Fig 1. Expected Pattern Effect and Differential Expected Pattern Effect determine the significance of feature patterns such as transcription factor motifs or transcription factor grammar for multitask models.

(A) Comparison of interpretation methods shows 3 categories of interpretation methods for deep learning models based on input. Some methods operate on an individual sequence input, model pair, others turn learned convolutional filters into DNA sequence motif position weight matrices and then must assign class relevance post-hoc, or methods Global Importance Analysis and Expected Pattern Effect score the overall class importance of DNA sequence patterns such as transcription factor motifs or grammar such as combinations or spacing of transcription factor motifs. (B) Computation of Expected Pattern Effect and Differential Expected Pattern Effect starts by selection of a sequences that represent a “background” from the natural distribution of sequences.

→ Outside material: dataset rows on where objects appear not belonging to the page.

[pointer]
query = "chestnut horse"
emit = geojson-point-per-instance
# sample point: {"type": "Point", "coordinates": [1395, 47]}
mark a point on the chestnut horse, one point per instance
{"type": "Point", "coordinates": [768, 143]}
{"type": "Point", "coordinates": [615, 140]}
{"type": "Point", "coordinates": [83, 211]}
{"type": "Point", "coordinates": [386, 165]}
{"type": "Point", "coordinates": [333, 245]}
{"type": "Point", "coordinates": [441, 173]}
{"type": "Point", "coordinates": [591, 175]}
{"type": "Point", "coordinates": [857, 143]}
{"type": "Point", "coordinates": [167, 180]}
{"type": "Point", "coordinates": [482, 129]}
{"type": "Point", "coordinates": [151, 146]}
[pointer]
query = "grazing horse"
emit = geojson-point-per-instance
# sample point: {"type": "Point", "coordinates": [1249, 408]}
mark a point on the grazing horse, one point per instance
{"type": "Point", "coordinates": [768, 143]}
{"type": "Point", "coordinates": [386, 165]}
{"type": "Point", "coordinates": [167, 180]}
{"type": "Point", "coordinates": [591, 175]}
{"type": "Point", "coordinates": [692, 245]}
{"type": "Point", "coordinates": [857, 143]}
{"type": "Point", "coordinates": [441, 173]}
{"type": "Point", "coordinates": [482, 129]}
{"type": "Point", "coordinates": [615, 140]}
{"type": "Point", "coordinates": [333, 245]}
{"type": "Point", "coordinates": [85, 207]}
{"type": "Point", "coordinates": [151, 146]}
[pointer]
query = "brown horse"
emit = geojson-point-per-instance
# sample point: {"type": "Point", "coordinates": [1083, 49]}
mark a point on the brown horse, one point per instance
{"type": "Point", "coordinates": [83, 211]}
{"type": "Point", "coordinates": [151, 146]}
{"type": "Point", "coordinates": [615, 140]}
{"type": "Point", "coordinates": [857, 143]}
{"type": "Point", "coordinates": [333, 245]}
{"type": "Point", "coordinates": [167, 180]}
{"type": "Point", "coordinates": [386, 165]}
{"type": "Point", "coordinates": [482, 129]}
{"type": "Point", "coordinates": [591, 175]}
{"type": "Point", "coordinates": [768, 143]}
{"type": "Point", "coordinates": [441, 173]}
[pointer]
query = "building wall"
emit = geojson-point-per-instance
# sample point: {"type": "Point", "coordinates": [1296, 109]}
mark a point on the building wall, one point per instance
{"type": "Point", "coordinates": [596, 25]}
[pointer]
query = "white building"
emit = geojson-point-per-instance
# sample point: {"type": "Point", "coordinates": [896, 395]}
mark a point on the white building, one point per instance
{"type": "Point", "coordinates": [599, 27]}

A pattern of interest either a transcription factor or combination or spacing of transcription factors is artificially inserted into each background sequence. (C) Model predicts functional signal for “background” sequences and sequences with inserted transcription factor motif. In our case we use a DeepAccess model, but principles for computing EPE and DEPE can be applied to any multi-task classification model. (D) Average ratio between scores of background sequences with pattern of interest (in orange) and without pattern of interest–i.e. background sequences (in grey) determines the Expected Pattern Effect. (E) Differential Expected Pattern Effect can be computed by comparing Expected Pattern Effect between different classes–i.e. conditions or cell types.